Mr. Konop said the $500,000 represents only a small fraction of the reserves.
He said the sheriff's office has eliminated 70 positions since 2007, a loss he said puts the community at risk because there are fewer officers to combat crime.
He said providing the emergency funds would help put people back to work and bolster public safety.
"To me this is a very logical, data-driven, and frankly responsible thing to do," Mr. Konop said. "The need is certainly there."
But Mr. Gerken said the agency must stand by the outcome of recent labor negotiations, which resulted in an agreement by sheriff's deputies to forgo 144 hours-worth of wages between now and the end of 2011 by taking furlough days or waiving holiday pay.
Another agreement with the sheriff's command officers was approved Tuesday.
Those officers will have to give up the equivalent of 140 hours of pay through furlough days or other concessions and take time off in lieu of overtime pay.
Jail Administrator Jim O'Neal said he wasn't surprised by the outcome of the commissioners vote.
He said the sheriff's office hadn't expected Mr. Konop's request for emergency funds to go through.
"Sure, we would have liked the extra money, but the reality is it's probably not available right now," Mr. O'Neal said.

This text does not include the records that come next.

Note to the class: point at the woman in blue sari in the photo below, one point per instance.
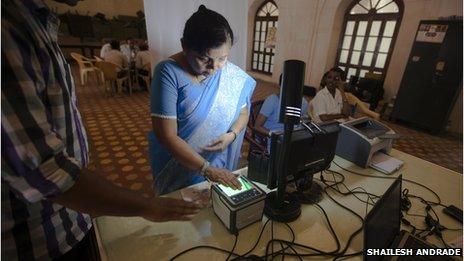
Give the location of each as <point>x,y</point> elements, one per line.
<point>199,107</point>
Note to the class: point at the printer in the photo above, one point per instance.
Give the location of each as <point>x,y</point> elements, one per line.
<point>360,139</point>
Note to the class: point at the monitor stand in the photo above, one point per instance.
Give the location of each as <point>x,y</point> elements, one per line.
<point>307,190</point>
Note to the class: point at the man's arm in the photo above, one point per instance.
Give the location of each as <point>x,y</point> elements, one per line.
<point>93,195</point>
<point>35,165</point>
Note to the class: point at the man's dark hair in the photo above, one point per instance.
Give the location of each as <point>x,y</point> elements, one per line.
<point>333,69</point>
<point>206,29</point>
<point>114,44</point>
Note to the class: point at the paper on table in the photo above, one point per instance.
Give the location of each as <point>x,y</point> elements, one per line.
<point>385,163</point>
<point>199,193</point>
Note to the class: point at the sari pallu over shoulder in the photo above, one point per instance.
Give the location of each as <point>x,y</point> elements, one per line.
<point>218,108</point>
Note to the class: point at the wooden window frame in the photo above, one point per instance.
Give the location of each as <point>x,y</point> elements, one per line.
<point>369,18</point>
<point>271,53</point>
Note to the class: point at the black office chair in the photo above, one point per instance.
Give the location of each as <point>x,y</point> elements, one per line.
<point>367,90</point>
<point>258,142</point>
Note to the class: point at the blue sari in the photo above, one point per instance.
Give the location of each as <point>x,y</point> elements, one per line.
<point>203,112</point>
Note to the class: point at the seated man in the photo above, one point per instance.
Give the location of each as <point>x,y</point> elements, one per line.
<point>117,57</point>
<point>268,117</point>
<point>143,59</point>
<point>330,102</point>
<point>105,48</point>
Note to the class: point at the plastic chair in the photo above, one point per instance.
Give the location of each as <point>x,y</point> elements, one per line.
<point>85,66</point>
<point>98,59</point>
<point>146,78</point>
<point>110,72</point>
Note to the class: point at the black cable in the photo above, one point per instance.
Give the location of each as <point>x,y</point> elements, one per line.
<point>202,246</point>
<point>257,241</point>
<point>383,177</point>
<point>354,213</point>
<point>348,255</point>
<point>233,248</point>
<point>354,192</point>
<point>271,242</point>
<point>336,252</point>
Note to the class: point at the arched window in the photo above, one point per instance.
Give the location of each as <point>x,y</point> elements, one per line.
<point>368,37</point>
<point>262,57</point>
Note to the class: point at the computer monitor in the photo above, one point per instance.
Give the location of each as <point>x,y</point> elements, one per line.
<point>370,90</point>
<point>311,150</point>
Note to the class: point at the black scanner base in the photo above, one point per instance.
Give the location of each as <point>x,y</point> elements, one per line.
<point>289,211</point>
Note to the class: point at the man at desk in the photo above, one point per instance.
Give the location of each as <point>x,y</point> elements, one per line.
<point>268,117</point>
<point>330,102</point>
<point>117,57</point>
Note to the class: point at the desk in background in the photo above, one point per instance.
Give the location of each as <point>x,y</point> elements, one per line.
<point>139,239</point>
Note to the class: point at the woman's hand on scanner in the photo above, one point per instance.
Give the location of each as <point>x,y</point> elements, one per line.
<point>220,143</point>
<point>161,209</point>
<point>224,177</point>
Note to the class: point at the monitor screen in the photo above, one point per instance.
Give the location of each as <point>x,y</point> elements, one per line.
<point>246,185</point>
<point>310,153</point>
<point>384,219</point>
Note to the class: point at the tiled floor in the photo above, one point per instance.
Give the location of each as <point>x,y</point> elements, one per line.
<point>118,127</point>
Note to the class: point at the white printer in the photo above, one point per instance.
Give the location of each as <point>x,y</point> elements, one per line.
<point>360,139</point>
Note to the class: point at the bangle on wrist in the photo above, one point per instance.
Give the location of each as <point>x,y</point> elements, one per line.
<point>235,135</point>
<point>204,167</point>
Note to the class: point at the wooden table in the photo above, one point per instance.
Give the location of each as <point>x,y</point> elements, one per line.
<point>139,239</point>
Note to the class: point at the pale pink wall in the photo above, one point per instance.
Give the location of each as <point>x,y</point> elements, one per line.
<point>108,7</point>
<point>309,30</point>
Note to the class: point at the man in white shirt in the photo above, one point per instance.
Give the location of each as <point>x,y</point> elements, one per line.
<point>143,61</point>
<point>330,102</point>
<point>143,57</point>
<point>127,48</point>
<point>117,57</point>
<point>105,48</point>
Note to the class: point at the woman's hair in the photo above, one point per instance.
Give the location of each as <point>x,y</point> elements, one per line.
<point>114,44</point>
<point>143,47</point>
<point>334,69</point>
<point>206,29</point>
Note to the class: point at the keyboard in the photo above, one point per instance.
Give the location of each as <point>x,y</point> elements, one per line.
<point>245,196</point>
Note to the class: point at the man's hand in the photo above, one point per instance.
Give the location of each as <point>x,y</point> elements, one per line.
<point>220,143</point>
<point>161,209</point>
<point>224,177</point>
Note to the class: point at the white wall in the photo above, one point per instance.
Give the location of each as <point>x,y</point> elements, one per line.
<point>166,19</point>
<point>108,7</point>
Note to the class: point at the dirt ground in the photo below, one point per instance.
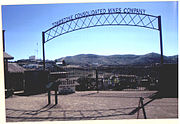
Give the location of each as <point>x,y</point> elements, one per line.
<point>90,105</point>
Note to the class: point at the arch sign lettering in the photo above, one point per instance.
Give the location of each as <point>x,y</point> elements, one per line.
<point>103,17</point>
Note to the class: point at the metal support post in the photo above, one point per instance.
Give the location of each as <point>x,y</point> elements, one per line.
<point>160,34</point>
<point>3,38</point>
<point>43,42</point>
<point>97,80</point>
<point>142,105</point>
<point>56,98</point>
<point>49,97</point>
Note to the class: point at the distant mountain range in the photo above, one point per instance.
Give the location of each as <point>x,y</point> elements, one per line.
<point>130,59</point>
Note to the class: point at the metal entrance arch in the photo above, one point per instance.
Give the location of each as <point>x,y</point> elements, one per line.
<point>104,19</point>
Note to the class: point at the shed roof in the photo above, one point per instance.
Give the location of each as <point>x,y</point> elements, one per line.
<point>7,56</point>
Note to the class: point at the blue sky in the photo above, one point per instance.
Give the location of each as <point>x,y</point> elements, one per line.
<point>24,25</point>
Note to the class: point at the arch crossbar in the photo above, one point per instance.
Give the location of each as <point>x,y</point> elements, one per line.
<point>105,19</point>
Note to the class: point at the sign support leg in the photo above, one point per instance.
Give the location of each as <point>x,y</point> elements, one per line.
<point>160,34</point>
<point>43,42</point>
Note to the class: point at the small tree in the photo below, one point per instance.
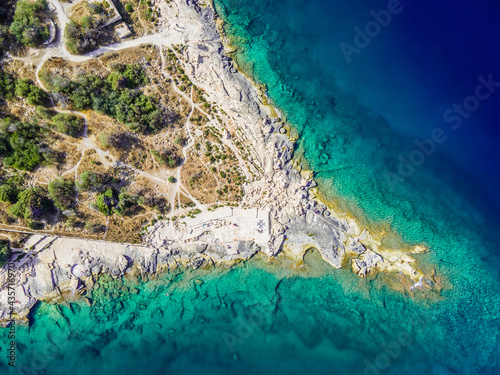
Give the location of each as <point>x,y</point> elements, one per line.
<point>5,251</point>
<point>62,192</point>
<point>69,124</point>
<point>8,193</point>
<point>89,181</point>
<point>105,202</point>
<point>31,203</point>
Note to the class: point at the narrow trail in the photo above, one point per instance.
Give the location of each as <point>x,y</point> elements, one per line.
<point>161,40</point>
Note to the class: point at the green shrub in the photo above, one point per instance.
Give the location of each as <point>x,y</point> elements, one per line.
<point>5,252</point>
<point>83,36</point>
<point>125,202</point>
<point>44,113</point>
<point>34,95</point>
<point>7,85</point>
<point>89,181</point>
<point>62,192</point>
<point>69,124</point>
<point>31,203</point>
<point>105,202</point>
<point>8,193</point>
<point>27,26</point>
<point>19,144</point>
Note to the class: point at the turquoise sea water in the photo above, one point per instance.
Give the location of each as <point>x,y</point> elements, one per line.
<point>355,119</point>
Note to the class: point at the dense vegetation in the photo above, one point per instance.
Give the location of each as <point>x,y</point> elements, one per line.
<point>5,251</point>
<point>89,181</point>
<point>116,96</point>
<point>31,204</point>
<point>20,144</point>
<point>25,88</point>
<point>9,190</point>
<point>83,35</point>
<point>62,192</point>
<point>28,27</point>
<point>69,124</point>
<point>108,202</point>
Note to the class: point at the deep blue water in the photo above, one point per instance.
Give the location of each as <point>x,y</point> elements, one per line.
<point>355,119</point>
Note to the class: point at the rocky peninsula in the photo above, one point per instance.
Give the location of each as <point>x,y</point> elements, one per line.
<point>280,211</point>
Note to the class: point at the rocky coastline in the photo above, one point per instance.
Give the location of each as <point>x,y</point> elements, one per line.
<point>284,201</point>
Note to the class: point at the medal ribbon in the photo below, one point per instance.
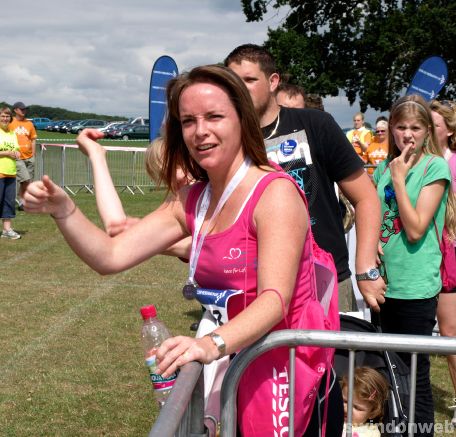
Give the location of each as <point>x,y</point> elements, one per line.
<point>197,244</point>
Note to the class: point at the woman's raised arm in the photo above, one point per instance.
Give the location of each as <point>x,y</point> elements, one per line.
<point>150,236</point>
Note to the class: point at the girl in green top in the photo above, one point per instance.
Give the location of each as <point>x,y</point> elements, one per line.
<point>413,187</point>
<point>9,152</point>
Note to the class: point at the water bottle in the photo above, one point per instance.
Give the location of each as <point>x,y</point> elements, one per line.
<point>153,333</point>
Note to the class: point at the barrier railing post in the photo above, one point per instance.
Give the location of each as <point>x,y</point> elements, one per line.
<point>411,424</point>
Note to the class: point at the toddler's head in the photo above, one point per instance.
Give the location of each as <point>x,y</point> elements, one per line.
<point>370,392</point>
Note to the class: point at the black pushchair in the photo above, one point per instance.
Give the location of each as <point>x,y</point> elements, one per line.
<point>390,365</point>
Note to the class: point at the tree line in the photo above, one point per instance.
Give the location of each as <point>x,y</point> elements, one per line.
<point>369,49</point>
<point>63,114</point>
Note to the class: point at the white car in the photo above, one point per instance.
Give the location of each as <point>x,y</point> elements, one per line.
<point>110,125</point>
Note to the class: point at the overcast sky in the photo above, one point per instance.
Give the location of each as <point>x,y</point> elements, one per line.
<point>97,56</point>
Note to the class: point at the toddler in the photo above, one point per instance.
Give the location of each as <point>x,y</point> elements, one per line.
<point>370,392</point>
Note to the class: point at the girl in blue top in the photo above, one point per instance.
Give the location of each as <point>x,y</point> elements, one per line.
<point>413,187</point>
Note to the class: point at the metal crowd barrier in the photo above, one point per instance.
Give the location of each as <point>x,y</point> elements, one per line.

Also Tuesday, a request by Lucas County Clerk of Courts Bernie Quilter to purchase case file jackets from a company in Cincinnati touched off a lively debate. Central Business Group outbid a local company by just $149 for the contract to supply more than 16,000 file jackets.
Mr. Quilter told the commissioners that by state law he had to choose the lowest bid, but all three government officials said they would prefer that the money go to a local firm.
In the end Mr. Gerken and Ms. Wozniak approved the contract, albeit reluctantly, and Mr. Konop voted against it.
"I'll do the right thing, which is to follow the law, but at the same time I'm pretty appalled by it," Ms. Wozniak said.
"This is a prime example where it's ludicrous that we can't go with a local firm."
Mr. Konop said the contract should be reconsidered, and going with a local business was the better option, even if it cost slightly more.
"It is better to buy local not only because you're keeping the money here, but you're also dealing with a business that's three blocks away in case there is any problem with the service," Mr. Konop said.
In contrast with Lucas County, the city of Toledo offers an advantage to local firms bidding for government contracts if their quotes are within 3 percent of the lower bidder.